Strong growth in its core markets and over $400 million in cost cuts related to the merger should give Bank One's earnings a 19% pop in 1999, says Orenbuch, and lead to 14% annual growth over the next three to five years. That puts Bank One among the fastest growers in the industry, despite a low 1999 P/E of 13.

That's among the reasons Bank One offers one of the best risk/reward profiles of any major bank stock. "Given the relatively low P/E and the signs that the merger is working," says Orenbuch, "this is a great buying opportunity." He predicts Bank One could hit $70 within 12 months, a gain of 30%.

Wall Street loves Wal-Mart

A couple of years ago, some investors began to wonder whether Wal-Mart could continue to churn out the remarkably steady growth it had become famous for. At one point in early 1996, earnings actually fell.

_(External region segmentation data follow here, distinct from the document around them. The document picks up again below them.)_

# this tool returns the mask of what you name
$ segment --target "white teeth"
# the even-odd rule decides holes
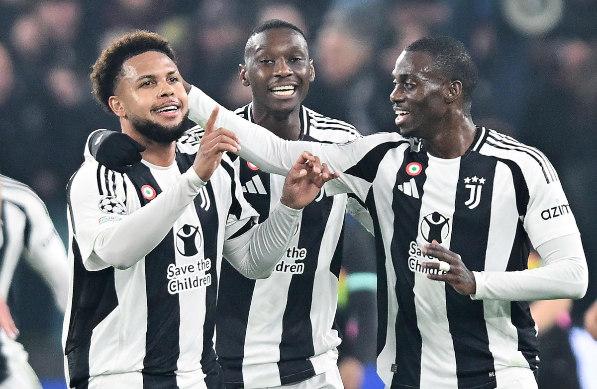
[[[291,91],[273,91],[273,94],[276,96],[291,96],[294,93],[294,89]]]
[[[177,107],[176,106],[167,106],[165,107],[163,107],[162,108],[160,108],[159,109],[157,110],[156,112],[171,112],[172,111],[176,111],[178,109],[179,109],[179,107]]]
[[[272,88],[272,91],[294,91],[294,85],[284,85],[282,87],[274,87]]]
[[[276,96],[290,96],[294,93],[296,87],[294,85],[283,85],[282,87],[274,87],[270,90]]]

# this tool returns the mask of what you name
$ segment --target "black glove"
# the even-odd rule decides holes
[[[125,173],[141,160],[145,147],[126,134],[103,129],[93,134],[89,150],[98,162],[108,169]]]

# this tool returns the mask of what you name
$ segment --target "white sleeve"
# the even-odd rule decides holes
[[[224,257],[245,277],[269,277],[290,244],[302,213],[302,209],[278,202],[263,223],[224,242]]]
[[[69,294],[66,250],[41,200],[30,202],[27,213],[31,220],[31,237],[25,259],[52,289],[59,308],[64,312]]]
[[[96,189],[81,187],[85,183],[82,180],[77,184],[76,190],[71,190],[70,205],[74,221],[73,229],[83,263],[89,271],[109,266],[127,268],[143,259],[164,239],[205,185],[190,168],[174,185],[145,206],[130,214],[109,217],[97,205],[101,197],[97,193],[97,185]],[[87,183],[87,186],[93,186]],[[136,194],[129,193],[131,195]],[[107,223],[105,220],[109,217]],[[140,231],[143,233],[140,234]],[[131,236],[137,239],[131,239]]]
[[[545,265],[518,271],[473,271],[473,300],[510,301],[580,298],[589,285],[587,261],[578,234],[560,236],[537,248]]]
[[[346,213],[352,215],[355,219],[365,227],[365,229],[370,234],[375,236],[373,230],[373,220],[371,218],[371,215],[369,214],[369,211],[359,202],[358,200],[352,197],[352,195],[348,196],[348,201],[346,203]]]
[[[202,91],[191,87],[189,92],[189,116],[191,120],[204,126],[216,105],[217,103]],[[341,144],[287,141],[223,107],[220,107],[216,126],[234,132],[241,140],[241,150],[236,154],[268,173],[285,175],[301,153],[306,150],[311,152],[326,162],[331,170],[340,173],[340,178],[325,184],[327,193],[353,193],[362,201],[377,168],[377,164],[367,160],[368,153],[383,143],[408,144],[397,133],[376,134]],[[389,146],[385,150],[391,148]],[[358,177],[358,174],[344,174],[350,168],[356,173],[362,173],[362,176],[368,176],[370,180]]]

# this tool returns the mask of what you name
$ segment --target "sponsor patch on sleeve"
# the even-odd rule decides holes
[[[103,224],[106,221],[119,221],[122,220],[122,218],[117,215],[113,215],[111,216],[103,216],[100,217],[98,220],[97,223],[99,224]]]

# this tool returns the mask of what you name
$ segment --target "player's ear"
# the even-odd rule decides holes
[[[112,112],[120,118],[124,118],[127,116],[127,111],[124,109],[122,102],[118,96],[110,96],[108,98],[108,105]]]
[[[241,79],[241,82],[242,82],[242,85],[245,87],[248,87],[251,85],[249,82],[249,79],[247,76],[247,65],[244,65],[242,63],[238,64],[238,78]]]
[[[445,90],[445,95],[447,103],[453,103],[462,95],[462,82],[456,80],[447,84]]]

In the past year, though, Wal-Mart has rebounded. The stock is up 87% in 1998, driven by strong gains from the company's new domestic supercenters as well as from its overseas stores, where 1998 profits are on track to more than double last year's results. "There are other companies that are good at certain segments of retailing," says Don Spindel, an analyst with A.G. Edwards, "but there's no one that does it as well across the board as Wal-Mart. They don't have any weak links." For example, Wal-Mart is quickly becoming a powerhouse in the $400 billion market for groceries. Spindel believes that Wal-Mart's grocery sales could easily double to $80 billion over the next five years.

He predicts 1999 overall sales will top $150 billion and that earnings will continue rising 12% to 15% annually for the next three years. By the end of 1999, he figures, the stock could be trading at around $90, up from $75 now. "It's ingrained in Wal-Mart's culture to constantly go after what customers want," he says. In these uncertain times, that's a good way to provide what investors want too.